In the script, the environment is registered with the gymnasium API, and the training script is launched with the
task
argument in Isaac Sim. The task is a string that identifies the environment and the robot used in the training.
import gymnasium as gym
gym.register(
id=f"URBANSIM-{task_name}-{robot_name}-{setting_name}",
entry_point="urbansim.envs:AbstractRLEnv",
disable_env_checker=True,
kwargs={
"env_cfg_entry_point": EnvCfg,
"rsl_rl_cfg_entry_point": f"urbansim.primitives.robot.{robot_name}:PPORunnerCfg",
"rl_games_cfg_entry_point": f"configs/rl_configs/{task_name}/{robot_name}/{setting_name}_train.yaml",
},
)
args_cli.task = f"URBANSIM-{task_name}-{robot_name}-{setting_name}"
This is the function that actually registers an environment for future use. Notice that the entry_point
is literally
just the python module path to the environment definition, you can change this to point to any environment class you want to use.

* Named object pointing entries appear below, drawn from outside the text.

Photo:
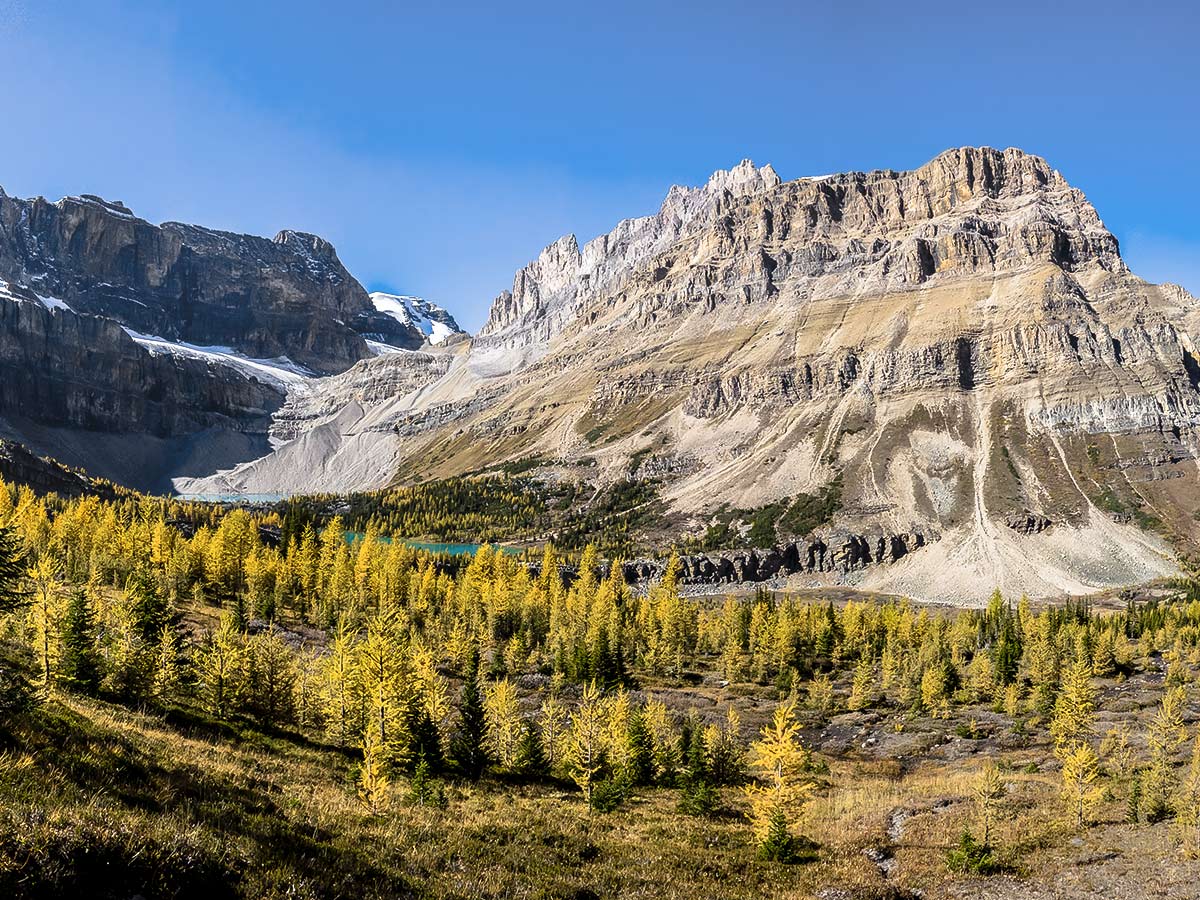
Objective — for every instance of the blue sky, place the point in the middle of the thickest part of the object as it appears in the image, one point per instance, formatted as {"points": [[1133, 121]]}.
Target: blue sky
{"points": [[441, 147]]}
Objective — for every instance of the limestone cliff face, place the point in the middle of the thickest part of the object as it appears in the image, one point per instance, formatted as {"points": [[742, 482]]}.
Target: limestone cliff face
{"points": [[961, 343], [120, 339], [288, 297]]}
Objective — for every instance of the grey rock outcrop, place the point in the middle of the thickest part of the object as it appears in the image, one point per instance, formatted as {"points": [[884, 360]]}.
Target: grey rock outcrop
{"points": [[833, 553]]}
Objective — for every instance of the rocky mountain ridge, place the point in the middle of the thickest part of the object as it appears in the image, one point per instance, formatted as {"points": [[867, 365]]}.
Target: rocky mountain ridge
{"points": [[961, 346], [960, 343], [145, 352]]}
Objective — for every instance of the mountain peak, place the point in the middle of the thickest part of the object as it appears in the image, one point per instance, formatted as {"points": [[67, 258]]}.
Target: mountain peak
{"points": [[426, 317]]}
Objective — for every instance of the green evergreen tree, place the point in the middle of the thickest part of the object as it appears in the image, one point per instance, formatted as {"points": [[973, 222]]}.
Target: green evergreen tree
{"points": [[699, 795], [426, 741], [531, 759], [79, 659], [469, 753], [641, 750], [149, 609]]}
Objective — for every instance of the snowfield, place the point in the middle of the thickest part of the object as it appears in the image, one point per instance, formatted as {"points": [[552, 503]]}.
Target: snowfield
{"points": [[414, 311], [280, 372]]}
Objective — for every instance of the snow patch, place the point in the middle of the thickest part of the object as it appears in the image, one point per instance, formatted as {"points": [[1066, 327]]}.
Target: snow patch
{"points": [[429, 318], [53, 303], [280, 372], [382, 349]]}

Also, the learning framework is specified by the rsl_rl_cfg_entry_point
and the rl_games_cfg_entry_point
. Notably, if you want to use
rl games instead of the RSL RL framework, you can change the rsl_rl_cfg_entry_point
to point to the rl games runner configuration file that you created, such as
configs/rl_configs/navigation/coco/static_train.yaml
used in the example above.
This is the configuration file that defines the training parameters, such as the number of steps, the learning rate, etc.
Configurations#
Regardless of what you are going to be doing with URBAN-SIM, you will need to deal with Configurations. Configurations
can all be identified by the inclusion of the @configclass
decorator above their class definition and the lack of an __init__
function. For example,
@configclass
class EnvCfg(ManagerBasedRLEnvCfg):
"""Configuration for the locomotion velocity-tracking environment."""
# Scene settings
if pg_config is None:
scene = scene_cfg(num_envs=env_config['Training']['num_envs'],
env_spacing=env_config['Omniverse']['env_spacing'],)
else:
scene = scene_cfg(num_envs=env_config['Training']['num_envs'],
env_spacing=env_config['Omniverse']['env_spacing'],
pg_config=pg_config,
scenario_generation_method=env_config['Omniverse'].get('scenario_generation_method', None),)
# Basic settings
viewer = ViewerCfg()
observations = observation_cfg()
actions = action_cfg()
commands = command_cfg()
# MDP settings
rewards = reward_cfg()
terminations = termination_cfg()
events = event_cfg()
curriculum = curriculum_cfg()
def __post_init__(self):
"""Post initialization."""
# general settings
self.decimation = env_config['Omniverse']['decimation']
self.episode_length_s = env_config['Omniverse']['episode_length_s']
# simulation settings
self.sim.dt = env_config['Omniverse']['simulation_dt']
self.sim.render_interval = env_config['Omniverse']['rendering_interval']
self.sim.disable_contact_processing = True
self.sim.physics_material = self.scene.terrain.physics_material
self.sim.physx.gpu_max_rigid_patch_count = 10 * 2**15
if hasattr(self.scene, 'height_scanner'):
if self.scene.height_scanner is not None:
self.scene.height_scanner.update_period = self.decimation * self.sim.dt
if hasattr(self.scene, 'contact_forces'):
if self.scene.contact_forces is not None:
self.scene.contact_forces.update_period = self.sim.dt
# check if terrain levels curriculum is enabled - if so, enable curriculum for terrain generator
# this generates terrains with increasing difficulty and is useful for training
if getattr(self.curriculum, "terrain_levels", None) is not None:
if self.scene.terrain.terrain_generator is not None:
self.scene.terrain.terrain_generator.curriculum = True
else:
if self.scene.terrain.terrain_generator is not None:
self.scene.terrain.terrain_generator.curriculum = False
self.scene.robot = robot_cfg.replace(prim_path="{ENV_REGEX_NS}/Robot")
if hasattr(self.scene, 'height_scanner'):
self.scene.height_scanner.prim_path = "{ENV_REGEX_NS}/Robot/base"
# modify env
modify_env_fn(self)
Configurations provide a direct path to any variable in the configuration hierarchy, making it easy to modify anything “configured” by the environment at launch time.